The rolling prairies’ billowy swell,
Breezy upland and timbered dell,
Stately mansion and hut forlorn,
All are hidden by walls of corn.
~From WALLS OF CORN by Ellen P. Atherton
Late July and August paint heaven’s dome with soft shades of blue while the land below is brandished into bands of brown–wide bands of brown that stretch far and away across the Texas prairies. Some of these bands are made up of row after row of corn plants that were once tall and slender and green. Now that their ears of golden corn have been removed all that remains are acres and acres and miles and miles of brittle, brown stalks. Since the pretty, shiny silks and the hum of the bees that feasted on the pollen-laden tassels are gone, farmers are in the process of cutting down the dead stalks, exposing the furrowed rows beneath that stripe the earth with a beauty of their own. Although the land is currently bare, it yet speaks of holy promise and the field mice are dining like kings on the remaining nubbins still rooted in the fertile soil.

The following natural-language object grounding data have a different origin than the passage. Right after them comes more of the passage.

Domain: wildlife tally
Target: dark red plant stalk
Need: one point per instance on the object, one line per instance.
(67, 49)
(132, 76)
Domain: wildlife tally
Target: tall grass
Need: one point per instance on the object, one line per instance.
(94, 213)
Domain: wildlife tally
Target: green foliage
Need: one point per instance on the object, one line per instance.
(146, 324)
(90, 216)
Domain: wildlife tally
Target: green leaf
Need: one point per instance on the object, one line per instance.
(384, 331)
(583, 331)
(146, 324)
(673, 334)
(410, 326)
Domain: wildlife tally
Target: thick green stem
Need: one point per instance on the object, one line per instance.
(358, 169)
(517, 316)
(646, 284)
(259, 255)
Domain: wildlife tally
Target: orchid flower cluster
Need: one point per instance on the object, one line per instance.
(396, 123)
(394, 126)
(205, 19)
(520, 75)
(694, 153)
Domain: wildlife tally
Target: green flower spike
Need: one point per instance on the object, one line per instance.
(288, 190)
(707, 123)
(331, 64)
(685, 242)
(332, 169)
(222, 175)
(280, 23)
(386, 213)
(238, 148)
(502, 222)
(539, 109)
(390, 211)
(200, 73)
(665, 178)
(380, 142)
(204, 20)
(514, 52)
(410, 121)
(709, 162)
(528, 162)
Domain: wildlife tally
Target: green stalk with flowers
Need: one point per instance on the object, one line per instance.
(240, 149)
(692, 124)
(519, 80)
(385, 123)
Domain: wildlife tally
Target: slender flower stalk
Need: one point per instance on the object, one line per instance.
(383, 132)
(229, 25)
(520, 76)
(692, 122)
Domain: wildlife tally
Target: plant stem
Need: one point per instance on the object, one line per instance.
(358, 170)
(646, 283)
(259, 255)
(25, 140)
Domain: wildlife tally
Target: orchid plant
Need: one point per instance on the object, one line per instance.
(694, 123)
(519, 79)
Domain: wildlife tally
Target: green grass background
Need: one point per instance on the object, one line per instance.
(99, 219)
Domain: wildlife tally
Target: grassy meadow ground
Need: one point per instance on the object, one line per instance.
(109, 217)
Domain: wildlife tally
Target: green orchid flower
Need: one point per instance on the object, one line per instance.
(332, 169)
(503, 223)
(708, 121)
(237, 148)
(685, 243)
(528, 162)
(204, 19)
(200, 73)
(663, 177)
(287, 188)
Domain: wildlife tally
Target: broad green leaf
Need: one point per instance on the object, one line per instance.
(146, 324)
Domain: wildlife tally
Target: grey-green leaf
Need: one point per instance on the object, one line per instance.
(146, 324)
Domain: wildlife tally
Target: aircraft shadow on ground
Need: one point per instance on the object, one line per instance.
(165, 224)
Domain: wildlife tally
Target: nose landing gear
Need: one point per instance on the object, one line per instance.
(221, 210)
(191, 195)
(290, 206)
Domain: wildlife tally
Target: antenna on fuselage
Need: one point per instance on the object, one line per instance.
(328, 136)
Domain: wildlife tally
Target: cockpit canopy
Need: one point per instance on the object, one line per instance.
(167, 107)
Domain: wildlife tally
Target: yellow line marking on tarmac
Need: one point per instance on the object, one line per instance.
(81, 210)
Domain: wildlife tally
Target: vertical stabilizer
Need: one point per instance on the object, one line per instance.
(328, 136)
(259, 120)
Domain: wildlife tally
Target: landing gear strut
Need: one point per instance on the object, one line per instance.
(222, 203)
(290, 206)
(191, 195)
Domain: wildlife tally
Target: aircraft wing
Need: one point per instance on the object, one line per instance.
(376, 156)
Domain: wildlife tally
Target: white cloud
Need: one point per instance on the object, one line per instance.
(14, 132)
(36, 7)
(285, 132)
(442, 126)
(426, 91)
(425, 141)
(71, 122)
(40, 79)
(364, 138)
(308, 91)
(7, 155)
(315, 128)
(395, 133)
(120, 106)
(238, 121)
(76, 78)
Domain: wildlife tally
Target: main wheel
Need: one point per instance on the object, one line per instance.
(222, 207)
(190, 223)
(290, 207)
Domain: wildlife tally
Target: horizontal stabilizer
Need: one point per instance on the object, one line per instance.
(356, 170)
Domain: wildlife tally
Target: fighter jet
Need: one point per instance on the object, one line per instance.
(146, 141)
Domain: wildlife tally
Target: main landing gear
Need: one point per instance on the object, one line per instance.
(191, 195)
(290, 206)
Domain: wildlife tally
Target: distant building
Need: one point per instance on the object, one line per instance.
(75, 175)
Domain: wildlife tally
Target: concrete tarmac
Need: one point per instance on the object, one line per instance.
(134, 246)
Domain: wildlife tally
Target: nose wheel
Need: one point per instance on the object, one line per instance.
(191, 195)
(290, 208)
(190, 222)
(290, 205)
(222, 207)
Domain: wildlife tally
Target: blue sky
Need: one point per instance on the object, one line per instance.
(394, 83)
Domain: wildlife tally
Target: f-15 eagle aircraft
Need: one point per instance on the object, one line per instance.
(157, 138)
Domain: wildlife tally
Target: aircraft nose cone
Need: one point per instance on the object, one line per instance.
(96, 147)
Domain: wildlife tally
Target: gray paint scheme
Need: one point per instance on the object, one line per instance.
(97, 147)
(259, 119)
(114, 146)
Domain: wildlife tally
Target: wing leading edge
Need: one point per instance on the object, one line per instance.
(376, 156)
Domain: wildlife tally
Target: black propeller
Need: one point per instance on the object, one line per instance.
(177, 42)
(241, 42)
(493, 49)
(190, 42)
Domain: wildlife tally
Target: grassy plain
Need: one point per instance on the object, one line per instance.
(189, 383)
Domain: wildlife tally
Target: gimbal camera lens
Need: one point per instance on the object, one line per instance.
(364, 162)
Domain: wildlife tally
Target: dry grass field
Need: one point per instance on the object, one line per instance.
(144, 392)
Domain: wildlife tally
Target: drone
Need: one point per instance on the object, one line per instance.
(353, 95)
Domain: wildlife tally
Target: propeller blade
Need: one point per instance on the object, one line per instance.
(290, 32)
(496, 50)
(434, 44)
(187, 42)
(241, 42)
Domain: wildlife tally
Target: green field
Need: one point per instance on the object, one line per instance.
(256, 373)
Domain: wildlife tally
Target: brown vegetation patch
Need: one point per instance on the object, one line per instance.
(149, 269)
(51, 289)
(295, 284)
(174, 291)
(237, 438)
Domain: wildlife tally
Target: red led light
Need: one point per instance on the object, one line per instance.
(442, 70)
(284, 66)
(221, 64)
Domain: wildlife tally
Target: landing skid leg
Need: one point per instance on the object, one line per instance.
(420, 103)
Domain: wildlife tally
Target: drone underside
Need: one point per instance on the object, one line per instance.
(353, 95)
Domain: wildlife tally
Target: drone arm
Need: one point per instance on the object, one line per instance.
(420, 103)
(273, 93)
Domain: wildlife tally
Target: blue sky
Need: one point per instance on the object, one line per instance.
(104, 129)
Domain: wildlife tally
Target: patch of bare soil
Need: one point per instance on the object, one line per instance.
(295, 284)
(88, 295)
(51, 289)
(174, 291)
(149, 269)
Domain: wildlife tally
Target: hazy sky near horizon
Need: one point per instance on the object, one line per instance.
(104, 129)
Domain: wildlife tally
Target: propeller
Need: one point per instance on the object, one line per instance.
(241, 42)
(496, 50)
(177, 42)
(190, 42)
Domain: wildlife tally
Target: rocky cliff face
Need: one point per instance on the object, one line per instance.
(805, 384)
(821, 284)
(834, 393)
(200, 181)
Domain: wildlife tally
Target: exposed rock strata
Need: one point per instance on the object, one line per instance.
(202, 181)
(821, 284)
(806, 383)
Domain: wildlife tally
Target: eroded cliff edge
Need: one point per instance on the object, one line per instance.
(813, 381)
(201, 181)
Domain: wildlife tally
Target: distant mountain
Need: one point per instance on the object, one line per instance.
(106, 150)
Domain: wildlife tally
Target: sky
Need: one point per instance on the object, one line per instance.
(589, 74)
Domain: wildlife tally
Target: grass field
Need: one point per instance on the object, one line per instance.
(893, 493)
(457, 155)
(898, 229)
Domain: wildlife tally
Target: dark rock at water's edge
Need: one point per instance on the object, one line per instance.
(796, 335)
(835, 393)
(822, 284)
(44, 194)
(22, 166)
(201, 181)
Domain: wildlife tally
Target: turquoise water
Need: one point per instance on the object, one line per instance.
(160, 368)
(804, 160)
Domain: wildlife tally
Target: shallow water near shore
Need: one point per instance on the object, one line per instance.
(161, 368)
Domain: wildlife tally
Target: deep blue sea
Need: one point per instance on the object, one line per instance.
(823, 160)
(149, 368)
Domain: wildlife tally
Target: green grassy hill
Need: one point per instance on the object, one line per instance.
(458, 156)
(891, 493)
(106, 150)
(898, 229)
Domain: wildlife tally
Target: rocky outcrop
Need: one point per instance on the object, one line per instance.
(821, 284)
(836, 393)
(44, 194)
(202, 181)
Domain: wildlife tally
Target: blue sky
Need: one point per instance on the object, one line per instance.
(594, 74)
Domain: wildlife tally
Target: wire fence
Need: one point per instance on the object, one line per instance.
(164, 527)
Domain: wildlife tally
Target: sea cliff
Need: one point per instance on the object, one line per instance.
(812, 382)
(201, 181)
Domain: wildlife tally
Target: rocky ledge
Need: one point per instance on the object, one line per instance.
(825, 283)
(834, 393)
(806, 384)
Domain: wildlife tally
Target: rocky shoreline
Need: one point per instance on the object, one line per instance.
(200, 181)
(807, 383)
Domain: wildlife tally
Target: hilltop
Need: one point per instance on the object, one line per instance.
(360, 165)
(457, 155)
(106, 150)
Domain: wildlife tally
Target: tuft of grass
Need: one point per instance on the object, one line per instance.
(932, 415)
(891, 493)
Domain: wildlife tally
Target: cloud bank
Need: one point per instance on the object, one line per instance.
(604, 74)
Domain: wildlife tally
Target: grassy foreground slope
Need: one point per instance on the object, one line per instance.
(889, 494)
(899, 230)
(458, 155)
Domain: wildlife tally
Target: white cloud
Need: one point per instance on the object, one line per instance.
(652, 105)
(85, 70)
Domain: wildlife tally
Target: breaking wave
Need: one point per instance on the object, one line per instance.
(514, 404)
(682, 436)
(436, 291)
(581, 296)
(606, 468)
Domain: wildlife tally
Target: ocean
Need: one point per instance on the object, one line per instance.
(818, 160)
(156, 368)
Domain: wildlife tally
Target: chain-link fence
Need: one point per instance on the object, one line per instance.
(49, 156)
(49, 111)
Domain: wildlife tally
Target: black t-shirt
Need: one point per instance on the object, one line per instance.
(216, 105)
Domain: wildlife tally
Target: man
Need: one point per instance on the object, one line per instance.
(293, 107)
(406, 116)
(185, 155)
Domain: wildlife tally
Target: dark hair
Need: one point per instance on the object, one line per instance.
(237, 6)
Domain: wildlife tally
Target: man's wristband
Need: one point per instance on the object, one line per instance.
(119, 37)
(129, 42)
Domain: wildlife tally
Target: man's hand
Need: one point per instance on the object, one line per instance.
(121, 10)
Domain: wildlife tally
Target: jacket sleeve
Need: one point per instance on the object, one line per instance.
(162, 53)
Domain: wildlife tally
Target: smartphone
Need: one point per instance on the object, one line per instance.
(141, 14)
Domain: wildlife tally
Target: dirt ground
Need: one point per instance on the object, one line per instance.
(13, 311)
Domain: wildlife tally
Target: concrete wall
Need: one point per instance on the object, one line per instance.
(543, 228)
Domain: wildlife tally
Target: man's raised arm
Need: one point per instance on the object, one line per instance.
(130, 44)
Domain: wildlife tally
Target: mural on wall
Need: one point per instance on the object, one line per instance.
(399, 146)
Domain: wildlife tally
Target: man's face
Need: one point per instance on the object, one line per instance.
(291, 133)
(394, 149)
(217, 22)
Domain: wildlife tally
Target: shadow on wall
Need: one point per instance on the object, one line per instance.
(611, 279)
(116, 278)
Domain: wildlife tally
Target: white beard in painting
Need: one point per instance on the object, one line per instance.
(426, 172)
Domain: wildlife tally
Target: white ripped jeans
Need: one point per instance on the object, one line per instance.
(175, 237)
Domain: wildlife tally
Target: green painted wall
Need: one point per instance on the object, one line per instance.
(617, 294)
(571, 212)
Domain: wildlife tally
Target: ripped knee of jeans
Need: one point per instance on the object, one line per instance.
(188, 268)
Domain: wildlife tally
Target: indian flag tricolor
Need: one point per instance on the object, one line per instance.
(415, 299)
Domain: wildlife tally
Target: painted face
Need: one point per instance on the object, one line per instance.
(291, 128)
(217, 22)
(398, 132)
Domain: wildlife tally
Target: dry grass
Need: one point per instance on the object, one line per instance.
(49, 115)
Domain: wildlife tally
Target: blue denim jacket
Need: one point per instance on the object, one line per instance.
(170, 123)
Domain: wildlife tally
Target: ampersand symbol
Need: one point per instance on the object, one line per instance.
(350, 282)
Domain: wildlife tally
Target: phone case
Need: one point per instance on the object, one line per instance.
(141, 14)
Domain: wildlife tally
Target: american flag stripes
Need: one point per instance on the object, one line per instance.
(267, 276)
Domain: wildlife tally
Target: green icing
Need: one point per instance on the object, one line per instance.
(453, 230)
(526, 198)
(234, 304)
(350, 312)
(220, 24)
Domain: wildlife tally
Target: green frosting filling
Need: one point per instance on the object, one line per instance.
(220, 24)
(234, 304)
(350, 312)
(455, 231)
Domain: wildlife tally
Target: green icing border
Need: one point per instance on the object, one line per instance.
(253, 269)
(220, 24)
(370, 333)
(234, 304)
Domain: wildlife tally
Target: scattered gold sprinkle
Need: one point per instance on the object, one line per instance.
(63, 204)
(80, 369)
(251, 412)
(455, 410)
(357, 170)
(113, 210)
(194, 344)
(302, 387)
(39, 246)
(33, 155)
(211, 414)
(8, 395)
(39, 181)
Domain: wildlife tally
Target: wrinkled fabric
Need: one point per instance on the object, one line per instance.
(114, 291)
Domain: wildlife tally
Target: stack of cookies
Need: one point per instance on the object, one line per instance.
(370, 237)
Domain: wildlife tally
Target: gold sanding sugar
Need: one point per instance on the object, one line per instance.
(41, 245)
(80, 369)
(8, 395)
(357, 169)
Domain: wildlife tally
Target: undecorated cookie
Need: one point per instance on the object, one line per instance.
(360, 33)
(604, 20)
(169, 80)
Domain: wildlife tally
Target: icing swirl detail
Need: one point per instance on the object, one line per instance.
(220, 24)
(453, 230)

God’s continuing provisions and the uninterrupted reoccurrence of Eden’s cycles in the Genesis saga immeasurably comfort those who love and/or work close to the land. They know that only a Divine Hand could have set such things in motion because they’ve seen time and time again that Creation is far too cleverly and intricately designed to be the result of a random, cosmic “big bang.” Those kinds of indiscriminate explosions and sparks are finite, and there is simply nothing in them that guarantees prosperous continuance or that proves the faithful genius of a clear and lasting purpose in what they initiate. The resulting random events come and go with no rhyme or reason. Whereas in God’s Creation, verse and design can be found in everything; what He ordained in the beginning ceaselessly comes to pass.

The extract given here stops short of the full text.